If push notifications become a staple in mobile marketing for years to come, the industry can point to 2012 when the tactic started to gain traction. With that in mind, fashion retailer Cache was sure to include push notifications in its first mobile app, which began testing earlier this month and will be promoted among the brand’s properties after the holidays.
As has been the case with many apps launched in 2012, when consumers download the Cache app, they’ll choose between receiving push messages or not (basically, they're deciding whether it's OK for a brand to periodically send them messages automatically based on their location, shopping habits, etc.). Those that opt-in will receive automated notifications based on their app activity, explained Kevin Metz, vp of e-commerce for the New York-based, female-focused clothing retail chain. For instance, if a consumer browses the new arrivals or specials section on the app, he said, that person will get a push message about specific items of clothing they've likely just checked out.
“That’s pretty good,” Metz said. “It’s really recognizing the interaction with someone, while getting them more engaged with the app and showing them the value of the push notifications. We can set up timing rules, geographic rules. It’s more sophisticated than I thought it would be.”
Cache’s 262 locations—many of which are in upscale malls—have been loaded into the app, so Metz and his team can geo-target down to the store level. For instance, push notifications can be sent to app users when they are within a quarter mile of a mall store in suburban markets or within 500 feet for the brand’s New York City shops.

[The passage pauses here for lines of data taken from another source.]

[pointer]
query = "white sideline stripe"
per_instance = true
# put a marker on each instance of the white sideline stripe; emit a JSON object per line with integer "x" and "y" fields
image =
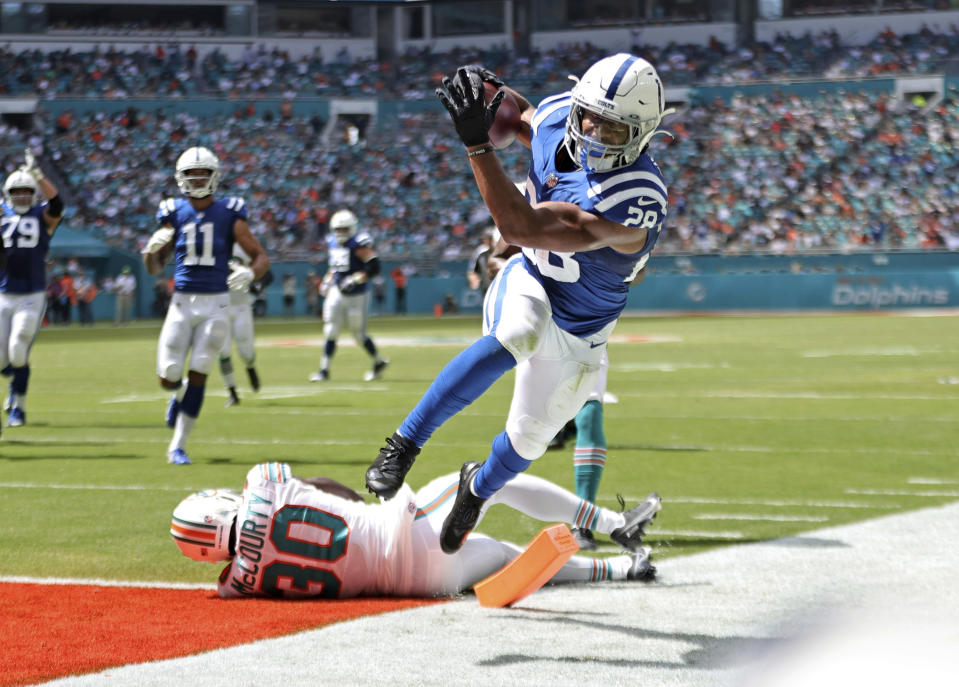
{"x": 779, "y": 503}
{"x": 760, "y": 517}
{"x": 97, "y": 582}
{"x": 901, "y": 492}
{"x": 103, "y": 487}
{"x": 712, "y": 618}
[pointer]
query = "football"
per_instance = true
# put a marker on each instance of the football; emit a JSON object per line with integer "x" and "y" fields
{"x": 507, "y": 123}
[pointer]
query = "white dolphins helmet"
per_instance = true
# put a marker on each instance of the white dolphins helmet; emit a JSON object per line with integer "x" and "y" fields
{"x": 203, "y": 522}
{"x": 20, "y": 182}
{"x": 622, "y": 88}
{"x": 343, "y": 223}
{"x": 197, "y": 158}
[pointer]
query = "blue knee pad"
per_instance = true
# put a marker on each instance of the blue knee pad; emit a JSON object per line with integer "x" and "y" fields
{"x": 192, "y": 400}
{"x": 462, "y": 381}
{"x": 503, "y": 464}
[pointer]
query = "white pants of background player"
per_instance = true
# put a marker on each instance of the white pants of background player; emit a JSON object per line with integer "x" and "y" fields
{"x": 439, "y": 574}
{"x": 240, "y": 314}
{"x": 196, "y": 323}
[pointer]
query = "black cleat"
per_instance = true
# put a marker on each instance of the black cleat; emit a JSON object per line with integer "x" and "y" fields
{"x": 385, "y": 475}
{"x": 630, "y": 535}
{"x": 642, "y": 569}
{"x": 465, "y": 512}
{"x": 584, "y": 538}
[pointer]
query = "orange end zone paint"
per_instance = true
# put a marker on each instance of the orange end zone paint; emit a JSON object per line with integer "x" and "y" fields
{"x": 50, "y": 631}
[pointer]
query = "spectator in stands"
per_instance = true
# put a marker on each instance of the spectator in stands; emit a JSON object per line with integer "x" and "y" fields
{"x": 125, "y": 287}
{"x": 86, "y": 291}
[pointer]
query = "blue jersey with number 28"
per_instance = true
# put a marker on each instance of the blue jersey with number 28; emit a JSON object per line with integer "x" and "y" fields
{"x": 203, "y": 243}
{"x": 588, "y": 289}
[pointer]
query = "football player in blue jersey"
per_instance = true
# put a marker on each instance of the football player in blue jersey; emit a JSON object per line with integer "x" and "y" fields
{"x": 346, "y": 289}
{"x": 28, "y": 222}
{"x": 200, "y": 232}
{"x": 594, "y": 205}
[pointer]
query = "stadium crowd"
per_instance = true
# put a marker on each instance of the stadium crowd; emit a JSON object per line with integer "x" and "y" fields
{"x": 177, "y": 70}
{"x": 778, "y": 173}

“We want to incent people to come in and see a new product or collection or to take advantage of a promotion," Metz explained. "You have to provide value or it becomes spam. You have to watch frequency, too. You cannot overuse the thing.”
Cache's mobile app also entails a plethora of e-commerce shopping features like barcode scanning and wish-listing. The brand generally targets high-income, well-educated, professional women ages 30 to 50, competing with the likes of White House Black Market and Ann Taylor.
Tech provider Usablenet built the retailer’s app while utilizing a push notifications system by Xtify. In the last year, ESPN, Airbnb, Walgreens and BET are among other brands that have implemented push into their apps while working with Xtify competitor Urban Airship.
Usablenet CMO Carin van Vuuren suggested that push notifications have gone mainstream. “It no longer feels like an invasion,” she said. “It’s feeling more like an invitation. It’s signaling a greater degree of personalization in the app experience. Of all the app launches we’ve done this year, half have included push notifications. We are seeing a lot more uptake.”